Para empezar un genio de los que nunca serán olvidados: Miguel Ángel Buonarroti, capaz de pintar la capilla sixtina, hacer esculturas como la Piedad, el David o el Miguel Ángel, y hasta de dar nombre a una tortuga ninja.

Michelangelo Buonarroti (1475-1564)

Miguel Ángel puede que fuera un genio. Pero lo que es seguro es que era un trabajador incansable. Normalmente dormía muy poco y se pasaba semanas con la misma ropa y zapatos. Su ayudante llegó a decir que cuando Miguel Ángel se quitaba los zapatos su piel se pelaba como la de una serpiente.

Por suerte no estamos en esa época y podemos evitar oler los pies del bueno de MIguel Ángel. Lo que sí podemos hacer es escuchar su consejo sobre la crítica.

"Critica creando". Miguel Ángel.

La crítica es una tendencia humana.

La crítica es una cuestión de mantenimiento de estatus. Los seres humanos, como todos los animales estamos constantemente luchando por el estatus. Especialmente los hombres, porque el estatus es aún más importante para nuestro éxito reproductivo que en el caso de las mujeres.

Y se engañan los que creen que podría existir una sociedad en la que el estatus no importe. Incluso en las sociedades más aparentemente igualitarias existe una lucha por el estatus.

Y no es una cuestión únicamente humana. Todos los animales luchan por obtener estatus.

Al criticar, lo que estamos haciendo es reaccionando contra una persona que está subiendo su estatus y por tanto bajando el nuestro. En los grupos primitivos en los que ha estado el hombre durante toda su historia, de unas decenas de individuos, la subida de estatus de una persona implica la bajada de los demás. Si un hombre que era el digamos número 20 y pasa a ser el número 10 ( lógicamente no hay posiciones organizadas de esa forma tan clara pero si hay una escala) , todos los que están entre ambos números ven su estatus perjudicado.

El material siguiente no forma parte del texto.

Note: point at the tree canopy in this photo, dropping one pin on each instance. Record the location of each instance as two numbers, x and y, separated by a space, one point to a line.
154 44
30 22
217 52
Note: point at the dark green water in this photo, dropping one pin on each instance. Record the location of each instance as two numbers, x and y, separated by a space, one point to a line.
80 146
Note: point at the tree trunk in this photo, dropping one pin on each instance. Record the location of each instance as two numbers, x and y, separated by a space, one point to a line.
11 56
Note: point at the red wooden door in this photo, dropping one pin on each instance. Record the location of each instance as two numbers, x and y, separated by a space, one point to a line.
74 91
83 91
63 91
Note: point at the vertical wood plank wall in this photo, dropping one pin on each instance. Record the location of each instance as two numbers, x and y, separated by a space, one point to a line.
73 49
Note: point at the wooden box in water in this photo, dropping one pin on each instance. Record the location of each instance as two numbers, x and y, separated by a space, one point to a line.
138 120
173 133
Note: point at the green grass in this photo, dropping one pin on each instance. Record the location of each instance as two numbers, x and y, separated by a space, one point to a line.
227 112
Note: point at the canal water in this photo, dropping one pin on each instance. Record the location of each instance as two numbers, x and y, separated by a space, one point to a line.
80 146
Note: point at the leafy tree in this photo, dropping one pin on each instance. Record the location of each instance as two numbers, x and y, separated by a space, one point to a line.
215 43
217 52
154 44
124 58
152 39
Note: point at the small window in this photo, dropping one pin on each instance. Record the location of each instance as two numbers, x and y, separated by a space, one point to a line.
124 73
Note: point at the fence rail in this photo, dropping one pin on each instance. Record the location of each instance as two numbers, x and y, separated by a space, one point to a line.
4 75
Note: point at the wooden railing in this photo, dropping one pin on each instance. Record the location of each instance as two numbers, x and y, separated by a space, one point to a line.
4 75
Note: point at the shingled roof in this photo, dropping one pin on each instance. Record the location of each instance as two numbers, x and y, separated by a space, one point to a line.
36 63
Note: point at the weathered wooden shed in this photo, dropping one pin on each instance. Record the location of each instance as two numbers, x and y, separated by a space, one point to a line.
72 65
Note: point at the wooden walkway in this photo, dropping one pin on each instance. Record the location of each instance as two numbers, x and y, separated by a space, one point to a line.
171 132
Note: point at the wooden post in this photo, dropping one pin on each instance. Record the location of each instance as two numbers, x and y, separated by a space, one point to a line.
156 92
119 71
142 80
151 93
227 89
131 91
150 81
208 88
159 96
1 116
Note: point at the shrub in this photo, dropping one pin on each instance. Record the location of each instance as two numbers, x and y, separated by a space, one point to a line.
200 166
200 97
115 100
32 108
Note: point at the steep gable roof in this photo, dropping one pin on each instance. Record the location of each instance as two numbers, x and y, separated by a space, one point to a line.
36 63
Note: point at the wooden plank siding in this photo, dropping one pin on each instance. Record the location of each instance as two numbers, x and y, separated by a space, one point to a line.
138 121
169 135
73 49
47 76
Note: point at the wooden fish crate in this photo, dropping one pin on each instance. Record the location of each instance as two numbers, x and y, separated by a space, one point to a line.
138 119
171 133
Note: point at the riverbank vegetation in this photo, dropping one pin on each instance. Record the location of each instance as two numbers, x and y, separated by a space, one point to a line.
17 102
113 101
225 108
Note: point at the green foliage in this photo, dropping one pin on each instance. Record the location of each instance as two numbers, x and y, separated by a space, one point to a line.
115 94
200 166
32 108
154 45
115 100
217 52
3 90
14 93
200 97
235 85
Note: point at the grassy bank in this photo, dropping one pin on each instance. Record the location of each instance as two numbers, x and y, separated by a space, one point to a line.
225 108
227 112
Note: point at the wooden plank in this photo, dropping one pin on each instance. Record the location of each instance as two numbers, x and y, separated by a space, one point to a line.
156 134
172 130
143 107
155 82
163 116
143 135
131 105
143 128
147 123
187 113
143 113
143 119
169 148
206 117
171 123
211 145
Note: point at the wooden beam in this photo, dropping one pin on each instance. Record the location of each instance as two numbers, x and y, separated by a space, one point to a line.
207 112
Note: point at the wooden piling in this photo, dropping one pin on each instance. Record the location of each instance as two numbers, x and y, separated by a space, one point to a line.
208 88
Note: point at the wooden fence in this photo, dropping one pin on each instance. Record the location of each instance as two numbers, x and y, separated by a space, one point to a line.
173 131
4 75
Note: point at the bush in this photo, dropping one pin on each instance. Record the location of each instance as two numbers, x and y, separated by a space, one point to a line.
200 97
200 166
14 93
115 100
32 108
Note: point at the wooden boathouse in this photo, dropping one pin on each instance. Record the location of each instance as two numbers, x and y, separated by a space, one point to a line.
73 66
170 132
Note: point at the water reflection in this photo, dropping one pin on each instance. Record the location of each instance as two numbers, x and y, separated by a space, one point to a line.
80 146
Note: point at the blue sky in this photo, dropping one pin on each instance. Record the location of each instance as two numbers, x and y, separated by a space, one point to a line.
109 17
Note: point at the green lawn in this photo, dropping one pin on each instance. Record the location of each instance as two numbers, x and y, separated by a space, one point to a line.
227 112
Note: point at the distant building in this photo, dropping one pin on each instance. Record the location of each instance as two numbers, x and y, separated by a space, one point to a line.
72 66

Por eso el deseo de criticar es natural, como lo es la envidia, porque es un mecanismo de defensa de nuestra capacidad reproductiva. Por eso cuando deseas criticar a alguien, aunque intentes contenerte acabas haciéndolo. Y por eso criticas y envidias más a quien crees que está en un nivel de estatus semejante al tuyo y no al que está muy por encima y muy por debajo.

Pero la crítica además es un intento de defender nuestra autoestima. Si yo deseo escribir un libro y critico a quien ha escrito uno, estoy evitando su subida de estatus, pero también estoy intentando defenderme contra una voz interior que me dice: " ¿por qué no lo has hecho tú también, vago?".

Crítica mediante la creación

El que tengamos reacciones predeterminadas en nosotros no significa que no las podamos cambiar. Significa solamente que vamos a tener que trabajar duro para hacerlo.

Eso mismo pasa con la crítica. Tenemos que trabajar para identificar el malestar que originaría la crítica y en lugar de seguir la reacción habitual y criticar, utilizar esa energía para crear algo nuestro.

Los sentimientos negativos pueden dar lugar a estados negativos, pero también pueden ser utilizados como motivación para conseguir cosas positivas.

Miguel Ángel lo hacía. ¿ Por qué no probarlo tú también?.